In this jupyter notebook, we'll build some convolution neural networks, in order to get a practical understanding of how to specify various features of the network, and how design decisions impact the network's shape and parameter count.

First, let's assume we want to build a convolution neural network that can process color images of size 64x64 pixels.

For a color image, we typically assume the data are encoded in RGB format, with 3 image channels. So, the shape of our input image data will be:

    (64,64,3)

for a 64x64 pixel image in RGB format.

We therefore need to specify the input shape for the first layer in our network as:

    input_shape=[64,64,3]

to match the shape of the input image data (remember the batch dimension does not need to be specified for tensorflow).

For image data, we will use a "2-dimensional" convolution, even though there are multiple 'channels' in the image data. Two-dimensional convolutions are implemented in tensorflow as a tf.keras.layers.Conv2D object.

To create a Conv2D object, we need to specify the number of "filters" we want to use, and the "kernel_size" of the filters.

The number of filters is a user-selected option, and it can really be anything you like. A typical convolution layer might have anywhere from 32 to 512 filters, or more. For now, we'll just specify a single filter, so we'll need to set the option:

    filters=1

when we create the Conv2D object.

The kernel size is also up to the user. However, nearly all Conv2D kernels are square, having equal height and width, and the height and width of the kernel is almost always an odd number. Most convolution networks use kernel size of (3,3), (5,5) or (7,7). Early in the development of convolution networks, there was more of a diversity of kernel sizes, and a trend toward using *larger* kernels. More recently, more emphasis has been placed on building *deep* networks consisting of hundreds or thousands of convolution layers, and kernel sizes tend to be *smaller* to reduce parameter counts. In contemporary convolution networks, (3,3) convolutions are the most commonly used 'default'.
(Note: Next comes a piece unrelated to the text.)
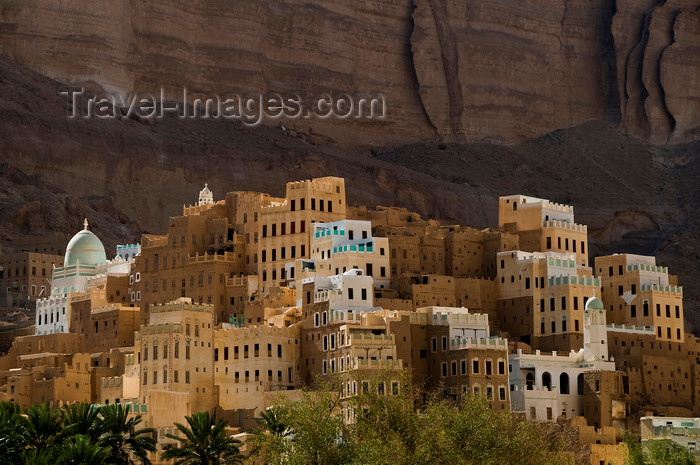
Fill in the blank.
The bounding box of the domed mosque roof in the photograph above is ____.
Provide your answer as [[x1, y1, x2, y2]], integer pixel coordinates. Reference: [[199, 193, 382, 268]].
[[63, 218, 107, 266], [586, 297, 605, 311]]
To specify the kernel size, we just set the option:

    kernel_size=(3,3)

when we create the Conv1D object.

The following code cell creates a simple 1-filter convolution neural network layer with a (3,3) kernel size.

In [None]:
import tensorflow as tf

model = tf.keras.models.Sequential()
model.add(tf.keras.layers.Conv2D(filters=1, kernel_size=(3,3), input_shape=[64,64,3]))

model.summary()

We can see that the output shape of the convolution layer (ignoring the batch dimension) is (62,62,1). The last "1" is the number of fiters, which we specified when creating the layer.

The height and the width of the layer's output are both 62, which are calculated from the shape of the input image (64x64) and the size of the kernel (3,3).

Specifically, we can calculate the output shape of a 2D convolution layer as follows:

    outwidth = (inwidth - kernelwidth) + 1  = (64 - 3) + 1  = 61 + 1 = 62

There are 28 trainable paramters in our 2D convolution layer. Given a kernel size of (3,3), this means that each filter will take inputs from a 3x3 'grid' of image pixels. So, there are 3x3=9 inputs to each filter. Each input requires an input weight, so there are 9 trainable input weights for each filter in our convolution layer. However there are *3* input channels in our image data, and each input channel requires an *independent* convolution filter. So, given the 3 input channels, our model should have 9x3=27 trainable parameters. But let's not forget the bias term! In tensorflow, the bias term is shared among all channels, so it only adds a single trainable paramter: 27+1=28.

If we increased the number of filters to 2, we'd have 28x2=56 trainable parameters, and the output shape of the convolution layer would be (62,62,2).



XX